Zeitschrift: Die Psychodynamische Psychotherapie
ISSN: 1618-7830
Thema:

Stigma und Psychotherapie

Ausgabe: 2013 (Vol. 12): No. 3
Seiten: 148-160

Wirksamkeit der Imaginationsgeleiteten Intervention

An drei unterschiedlichen Diagnosegruppen (affektive [F3], somatoforme Störungen [F4] und sonstige Krankheiten der Wirbelsäule und des Rückens [M5/M9])

G. Hüsler

Stichworte

Wirksamkeit, Somatoforme Störungen, Imaginationsgeleitete Intervention (IGI), Randomisierte Intervention, Diagnosen nach ICD-10, affektive, Hals- Wirbel-Trauma

Zusammenfassung

Die Imaginationsgeleitete Intervention (IGI), die sich von ihrer Vorgehensweise zwischen Verhaltenstherapie und EMDR ansiedelt, soll hinsichtlich ihrer Wirkung überprüft werden.
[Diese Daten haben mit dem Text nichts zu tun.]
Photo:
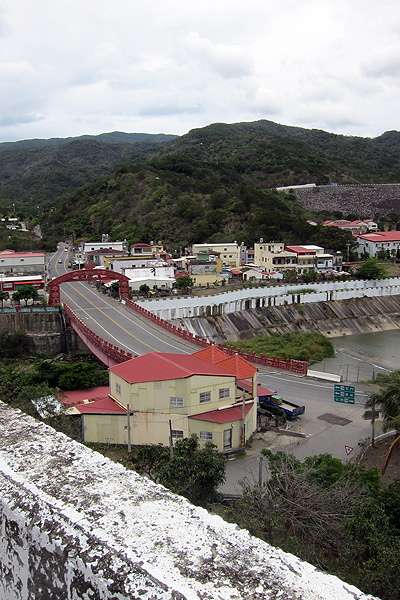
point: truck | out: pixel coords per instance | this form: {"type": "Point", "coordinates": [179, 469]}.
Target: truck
{"type": "Point", "coordinates": [273, 401]}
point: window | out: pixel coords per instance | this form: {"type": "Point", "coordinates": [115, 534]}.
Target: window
{"type": "Point", "coordinates": [176, 434]}
{"type": "Point", "coordinates": [173, 401]}
{"type": "Point", "coordinates": [205, 397]}
{"type": "Point", "coordinates": [223, 393]}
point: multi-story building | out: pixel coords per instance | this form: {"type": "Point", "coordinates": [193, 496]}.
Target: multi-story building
{"type": "Point", "coordinates": [204, 272]}
{"type": "Point", "coordinates": [21, 263]}
{"type": "Point", "coordinates": [175, 395]}
{"type": "Point", "coordinates": [272, 256]}
{"type": "Point", "coordinates": [231, 254]}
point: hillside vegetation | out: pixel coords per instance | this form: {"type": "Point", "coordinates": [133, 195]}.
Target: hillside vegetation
{"type": "Point", "coordinates": [181, 200]}
{"type": "Point", "coordinates": [213, 183]}
{"type": "Point", "coordinates": [36, 174]}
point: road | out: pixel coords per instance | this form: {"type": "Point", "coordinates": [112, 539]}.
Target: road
{"type": "Point", "coordinates": [328, 426]}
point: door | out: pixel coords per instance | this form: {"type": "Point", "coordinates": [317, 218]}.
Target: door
{"type": "Point", "coordinates": [227, 439]}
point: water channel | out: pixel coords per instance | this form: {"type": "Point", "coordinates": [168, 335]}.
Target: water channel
{"type": "Point", "coordinates": [361, 357]}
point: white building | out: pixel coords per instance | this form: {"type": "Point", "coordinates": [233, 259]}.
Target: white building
{"type": "Point", "coordinates": [231, 253]}
{"type": "Point", "coordinates": [157, 274]}
{"type": "Point", "coordinates": [372, 243]}
{"type": "Point", "coordinates": [20, 263]}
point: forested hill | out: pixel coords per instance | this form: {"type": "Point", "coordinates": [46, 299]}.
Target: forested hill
{"type": "Point", "coordinates": [269, 155]}
{"type": "Point", "coordinates": [212, 183]}
{"type": "Point", "coordinates": [38, 173]}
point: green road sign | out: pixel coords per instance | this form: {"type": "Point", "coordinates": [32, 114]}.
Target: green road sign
{"type": "Point", "coordinates": [344, 393]}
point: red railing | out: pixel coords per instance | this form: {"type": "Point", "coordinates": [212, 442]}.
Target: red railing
{"type": "Point", "coordinates": [106, 347]}
{"type": "Point", "coordinates": [295, 366]}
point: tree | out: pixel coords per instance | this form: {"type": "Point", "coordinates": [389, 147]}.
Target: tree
{"type": "Point", "coordinates": [3, 296]}
{"type": "Point", "coordinates": [371, 269]}
{"type": "Point", "coordinates": [388, 401]}
{"type": "Point", "coordinates": [193, 471]}
{"type": "Point", "coordinates": [303, 507]}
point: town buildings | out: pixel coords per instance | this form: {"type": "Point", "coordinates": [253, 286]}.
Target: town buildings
{"type": "Point", "coordinates": [387, 242]}
{"type": "Point", "coordinates": [231, 254]}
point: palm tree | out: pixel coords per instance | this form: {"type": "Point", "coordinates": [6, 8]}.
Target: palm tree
{"type": "Point", "coordinates": [388, 400]}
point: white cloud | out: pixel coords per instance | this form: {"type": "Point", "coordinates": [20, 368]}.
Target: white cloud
{"type": "Point", "coordinates": [382, 62]}
{"type": "Point", "coordinates": [76, 66]}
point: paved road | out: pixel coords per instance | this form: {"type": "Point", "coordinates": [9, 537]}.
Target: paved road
{"type": "Point", "coordinates": [328, 426]}
{"type": "Point", "coordinates": [112, 320]}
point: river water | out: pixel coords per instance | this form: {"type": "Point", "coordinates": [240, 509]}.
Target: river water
{"type": "Point", "coordinates": [361, 357]}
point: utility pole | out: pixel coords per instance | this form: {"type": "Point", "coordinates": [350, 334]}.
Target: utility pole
{"type": "Point", "coordinates": [129, 429]}
{"type": "Point", "coordinates": [373, 425]}
{"type": "Point", "coordinates": [243, 440]}
{"type": "Point", "coordinates": [171, 445]}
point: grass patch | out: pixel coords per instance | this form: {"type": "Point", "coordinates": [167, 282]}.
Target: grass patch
{"type": "Point", "coordinates": [311, 347]}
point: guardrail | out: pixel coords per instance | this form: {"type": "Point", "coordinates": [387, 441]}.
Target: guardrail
{"type": "Point", "coordinates": [185, 335]}
{"type": "Point", "coordinates": [295, 366]}
{"type": "Point", "coordinates": [113, 351]}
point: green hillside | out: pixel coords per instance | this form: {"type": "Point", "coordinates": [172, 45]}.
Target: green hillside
{"type": "Point", "coordinates": [216, 182]}
{"type": "Point", "coordinates": [36, 174]}
{"type": "Point", "coordinates": [181, 200]}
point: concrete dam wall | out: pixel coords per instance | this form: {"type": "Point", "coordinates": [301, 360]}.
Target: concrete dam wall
{"type": "Point", "coordinates": [46, 331]}
{"type": "Point", "coordinates": [333, 319]}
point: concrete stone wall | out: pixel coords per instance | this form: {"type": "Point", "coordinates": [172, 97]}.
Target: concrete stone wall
{"type": "Point", "coordinates": [75, 526]}
{"type": "Point", "coordinates": [46, 332]}
{"type": "Point", "coordinates": [333, 319]}
{"type": "Point", "coordinates": [282, 295]}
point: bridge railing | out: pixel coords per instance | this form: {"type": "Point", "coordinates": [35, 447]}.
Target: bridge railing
{"type": "Point", "coordinates": [295, 366]}
{"type": "Point", "coordinates": [113, 351]}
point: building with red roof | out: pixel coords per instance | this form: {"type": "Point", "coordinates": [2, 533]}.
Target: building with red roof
{"type": "Point", "coordinates": [166, 396]}
{"type": "Point", "coordinates": [379, 241]}
{"type": "Point", "coordinates": [21, 263]}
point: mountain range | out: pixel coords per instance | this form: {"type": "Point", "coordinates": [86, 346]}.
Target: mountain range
{"type": "Point", "coordinates": [216, 181]}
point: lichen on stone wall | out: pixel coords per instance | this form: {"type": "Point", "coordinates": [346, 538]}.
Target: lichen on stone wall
{"type": "Point", "coordinates": [75, 526]}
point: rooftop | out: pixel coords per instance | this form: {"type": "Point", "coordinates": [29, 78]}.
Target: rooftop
{"type": "Point", "coordinates": [224, 415]}
{"type": "Point", "coordinates": [159, 366]}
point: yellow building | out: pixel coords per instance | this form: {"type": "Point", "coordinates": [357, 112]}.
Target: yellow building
{"type": "Point", "coordinates": [175, 395]}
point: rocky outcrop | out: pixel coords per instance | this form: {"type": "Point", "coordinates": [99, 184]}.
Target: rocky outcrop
{"type": "Point", "coordinates": [333, 319]}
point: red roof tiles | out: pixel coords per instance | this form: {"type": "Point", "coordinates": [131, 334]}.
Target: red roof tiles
{"type": "Point", "coordinates": [159, 366]}
{"type": "Point", "coordinates": [224, 415]}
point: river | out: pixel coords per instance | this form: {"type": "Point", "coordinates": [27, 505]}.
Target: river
{"type": "Point", "coordinates": [361, 357]}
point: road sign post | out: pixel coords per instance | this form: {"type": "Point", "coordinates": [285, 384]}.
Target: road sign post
{"type": "Point", "coordinates": [345, 394]}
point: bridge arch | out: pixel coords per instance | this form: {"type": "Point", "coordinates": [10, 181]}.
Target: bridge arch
{"type": "Point", "coordinates": [87, 274]}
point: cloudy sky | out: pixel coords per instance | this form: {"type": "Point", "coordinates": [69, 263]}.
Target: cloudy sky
{"type": "Point", "coordinates": [73, 67]}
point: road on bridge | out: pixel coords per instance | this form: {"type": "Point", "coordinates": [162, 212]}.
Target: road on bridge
{"type": "Point", "coordinates": [327, 426]}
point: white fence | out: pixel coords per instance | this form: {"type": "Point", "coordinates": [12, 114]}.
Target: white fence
{"type": "Point", "coordinates": [239, 300]}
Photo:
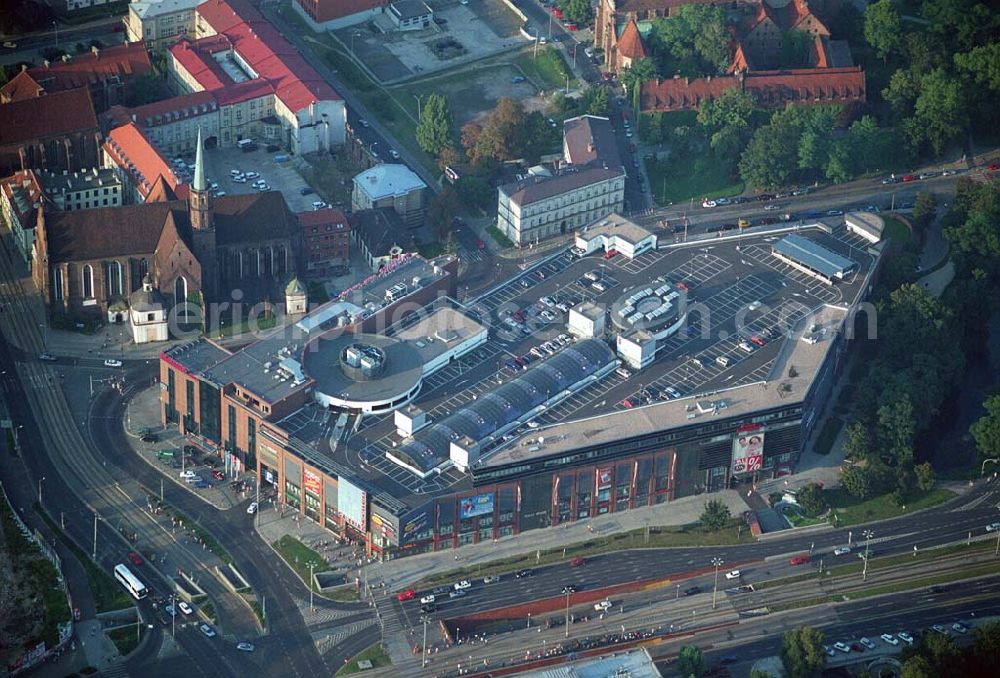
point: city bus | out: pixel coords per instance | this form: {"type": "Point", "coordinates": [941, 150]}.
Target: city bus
{"type": "Point", "coordinates": [130, 582]}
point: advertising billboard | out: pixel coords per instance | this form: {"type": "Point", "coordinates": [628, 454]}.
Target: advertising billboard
{"type": "Point", "coordinates": [311, 482]}
{"type": "Point", "coordinates": [352, 503]}
{"type": "Point", "coordinates": [748, 449]}
{"type": "Point", "coordinates": [480, 505]}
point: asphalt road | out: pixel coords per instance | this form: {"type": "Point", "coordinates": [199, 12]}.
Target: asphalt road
{"type": "Point", "coordinates": [757, 562]}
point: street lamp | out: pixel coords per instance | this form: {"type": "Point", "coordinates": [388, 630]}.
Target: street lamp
{"type": "Point", "coordinates": [718, 563]}
{"type": "Point", "coordinates": [867, 534]}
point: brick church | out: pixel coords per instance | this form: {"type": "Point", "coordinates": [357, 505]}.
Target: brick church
{"type": "Point", "coordinates": [87, 263]}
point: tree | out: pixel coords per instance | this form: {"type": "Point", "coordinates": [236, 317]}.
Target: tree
{"type": "Point", "coordinates": [802, 652]}
{"type": "Point", "coordinates": [434, 127]}
{"type": "Point", "coordinates": [917, 667]}
{"type": "Point", "coordinates": [771, 157]}
{"type": "Point", "coordinates": [924, 476]}
{"type": "Point", "coordinates": [691, 662]}
{"type": "Point", "coordinates": [986, 430]}
{"type": "Point", "coordinates": [883, 28]}
{"type": "Point", "coordinates": [940, 110]}
{"type": "Point", "coordinates": [982, 65]}
{"type": "Point", "coordinates": [716, 514]}
{"type": "Point", "coordinates": [810, 499]}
Drei Patientengruppen mit den Diagnosen (ICD-10) affektive Störungen (F3), somatoforme Störungen (F4) und Hals-Wirbel-Trauma (M5/M9) in ambulantem Setting gehen in die randomisierte Studie mit Wartekontrollgruppe ein. Bisher erfolgte bei über 120 Patienten die Eingangsmessung. 32 Patienten haben die Intervention abgeschlossen und 24 Patienten haben Daten zum Follow-up nach drei Monaten.